Никто не хочет умереть, имея  машину, детей и престижную работу с домом. А отберите это всё. Лишите женщин и мужчин возможность иметь детей, машину, дом, и работу. Что с ними будет? Потеря смысла существования или обретут счастье в гамбургерах, феминизме, педерастии, и в смартфонах? Что заполнит нашу жизнь без вечных ценностей? Ради чего можно будет умереть, когда ты без детей, без дома, без Родины? Ради смартфона? И за это ты попадёшь в рай? Умер в давке очереди за новым айфоном и попал на небеса. А эта девушка, которая пошла на дно за своим мёртвым первенцем, по христианской вере, полагается в ад. Дитя за то, что оно не крещённое, а она за самоубийство. Что не так с этим миром людей? Где закралась ошибка?

- Весь этот патриотизм и словоблудие о великой России выдуман такими помещиками и рабовладельцами, как русское дворянство, - подумавши, сказал Сашка. – Никто из твоих, или моих предков никогда не гордился Россией. Потому что им нечем было гордиться, наоборот, каждый, кто мог – бежал отсюда к Степену Разину или Емельяну Пугачёву. Для многих из них было за счастье, когда барин в наказание ссылал их в Сибирь. Но убежать было трудно, особенно с семьёй. Ещё при папаше Петра первого было предписано возвращать беглых крестьян своим рабовладельцам. В прежнее время закон мог и при определенных обстоятельствах ограничивал право выхода только одного тяглеца, владельца двора, лично ответственного за внесение податей, при этом его домочадцы, дети и племяшшки могли беспрепятственно уходить куда угодно. Теперь выдаче помещику подлежало все семейство, и те младшие и дальние родственники, кто не был учтен в писцовых книгах, со всем хозяйством, заведенным в бегах. Прочие статьи сочинены в этом же духе — объявляют все движимое и недвижимое крестьянское имущество собственностью помещика, а также декларируют право господина применять телесные наказания исключительно по своему усмотрению. Интересно, что такое положение собственного народа, находящегося в жестоком рабстве и безрезультатно взывающего к монаршей милости, не мешало императору Николаю I деятельно заботиться о положении чернокожих невольников в Северной Америке. В 1842 году выходит указ, грозивший наказанием тем из российских подданных, которые осмелятся участвовать в торговле неграми! Кроме того, император великодушно даровал свободу всякому чернокожему рабу, которому доведется ступить на российскую землю. Это ж насколько надо быть циничным человеком, чтобы такое творить в собственной рабовладельческой стране?! И чем в таком случае гордился русский человек, когда ещё при Екатерине  второй в ответ на обращения крестьян, искавших защиты правительства от жестокости помещиков, вышел императорский указ, запрещавший подобные жалобы раз и навсегда.

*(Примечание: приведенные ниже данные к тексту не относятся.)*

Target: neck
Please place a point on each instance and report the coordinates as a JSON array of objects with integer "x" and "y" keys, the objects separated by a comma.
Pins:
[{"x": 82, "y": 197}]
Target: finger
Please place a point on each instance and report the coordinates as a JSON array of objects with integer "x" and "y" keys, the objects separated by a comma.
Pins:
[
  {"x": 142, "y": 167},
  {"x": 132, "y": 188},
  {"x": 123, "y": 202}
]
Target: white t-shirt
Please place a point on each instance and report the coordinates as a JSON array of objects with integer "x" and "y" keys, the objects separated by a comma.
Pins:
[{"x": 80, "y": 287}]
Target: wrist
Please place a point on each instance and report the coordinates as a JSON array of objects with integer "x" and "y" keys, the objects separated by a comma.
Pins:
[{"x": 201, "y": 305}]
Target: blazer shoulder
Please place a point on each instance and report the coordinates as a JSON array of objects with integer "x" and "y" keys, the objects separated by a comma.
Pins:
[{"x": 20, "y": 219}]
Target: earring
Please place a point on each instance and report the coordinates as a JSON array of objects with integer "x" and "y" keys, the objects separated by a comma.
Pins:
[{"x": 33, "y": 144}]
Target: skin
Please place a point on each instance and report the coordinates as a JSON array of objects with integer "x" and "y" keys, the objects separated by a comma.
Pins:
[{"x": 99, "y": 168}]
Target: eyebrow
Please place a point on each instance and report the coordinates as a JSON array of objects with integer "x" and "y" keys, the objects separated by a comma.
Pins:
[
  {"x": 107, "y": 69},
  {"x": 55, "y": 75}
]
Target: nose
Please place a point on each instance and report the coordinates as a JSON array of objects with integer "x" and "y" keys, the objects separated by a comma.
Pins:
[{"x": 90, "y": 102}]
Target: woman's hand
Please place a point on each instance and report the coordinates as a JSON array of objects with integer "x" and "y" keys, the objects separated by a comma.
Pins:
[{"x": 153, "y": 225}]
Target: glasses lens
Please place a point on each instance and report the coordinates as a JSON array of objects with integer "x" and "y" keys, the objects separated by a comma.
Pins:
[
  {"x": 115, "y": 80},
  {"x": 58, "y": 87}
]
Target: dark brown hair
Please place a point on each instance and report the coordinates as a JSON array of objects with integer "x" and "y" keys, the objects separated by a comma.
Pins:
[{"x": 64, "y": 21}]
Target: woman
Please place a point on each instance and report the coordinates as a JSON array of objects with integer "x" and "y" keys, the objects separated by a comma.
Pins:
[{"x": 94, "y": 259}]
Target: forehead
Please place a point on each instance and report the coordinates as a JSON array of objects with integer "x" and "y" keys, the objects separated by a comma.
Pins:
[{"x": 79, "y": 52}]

- Возможно это всё так, - сказал я. - Только я не понял твою мысль на счёт русскости. Почему ты хочешь её разбавить фашистами и наполеонами?
- Смотри, - сказал Сашка. -  Вот тебе пример из той же эпохи. Супруга Петра Великого, Екатерина I, урожденная Марта Скавронская, была по своему происхождению крепостной крестьянкой лифляндского помещика. Кроме того, семья венчанной российской императрицы, ее братья, сестры и племянники оставались в крепостной зависимости вплоть до забавного случая. Как-то после смерти Петра, оказавшись на троне, она предпочитала не вспоминать о своих родственниках. Вот тебе первая национальная особенность.
- Дык, и англосаксы не очень озабочены родственниками, - сказал я. – Так что это не национальная особенность, а скорее общеевропейская. Почитай «Сагу о Форсайтах» Голсуорси, или Бальзака, или ещё кого, везде разобщённость между роднёй. Это у мусульман общинно-родовые отношения, но и там есть своя особенность.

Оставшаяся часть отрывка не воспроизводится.